The circumcision epidemic is a national scandal in this country and a crime against infant boys. Simply put, infant circumcision is child abuse. It is gratuitous genital mutilation and should be banned along with thumb screws, hot pincers and boiling in oil as nothing short of perverse.
Our position advocating for the abolition of FGM in cultures in which it's a time-honored practice is severely weakened by our failure to confront our own entrenched practices. Cultures which practice FGM often view it just like we view male circumcision.
Journal of General Internal Medicine:
First, until recently in the societies in which it is practiced, circumcision has been regarded as a necessary condition of life. The concept of female (and male) circumcision, as with many traditions, can be invisible until people are forced to examine it. This may explain why nearly half of the Nigerians in one study gave as their reason for the practice, "It is the custom of our people."16 A 36-year-old Ethiopian woman explained, "I had the foreskin on my clitoris removed as a baby, just like my brother . . . Why does everyone say it is so terrible and that I should have problems from it?" Circumcised female genitalia are considered normal to some Africans, just as circumcised male genitalia are normal to many Americans.
The Journal of General Internal Medicine is published by the Society of General Internal Medicine, to whom you should send your TRs for raising the issue of FGM alongside male circumcision. Send a few to Hanny Lightfoot-Klein of The Female Genital Cutting Education and Networking Project, too, while you're at it.

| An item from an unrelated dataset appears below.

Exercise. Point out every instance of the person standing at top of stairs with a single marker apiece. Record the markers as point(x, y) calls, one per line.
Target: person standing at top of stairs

Attorney J. Steven Svoboda, a former Human Rights Fellow at Harvard Law School and director of ARC, considers circumcision to be medical malpractice. "The medical profession, which has perpetuated this tragic disfigurement of baby boys' genitals, will now be challenged by an organization of legal professionals."
Directly questioning the ethics of medical professions who perform circumcision without medical indication is especially irksome to some people. The reality that proxy-consent may be invalid for non-therapeutic circumcisions must be a serious concern to those who practice it. As well it should be.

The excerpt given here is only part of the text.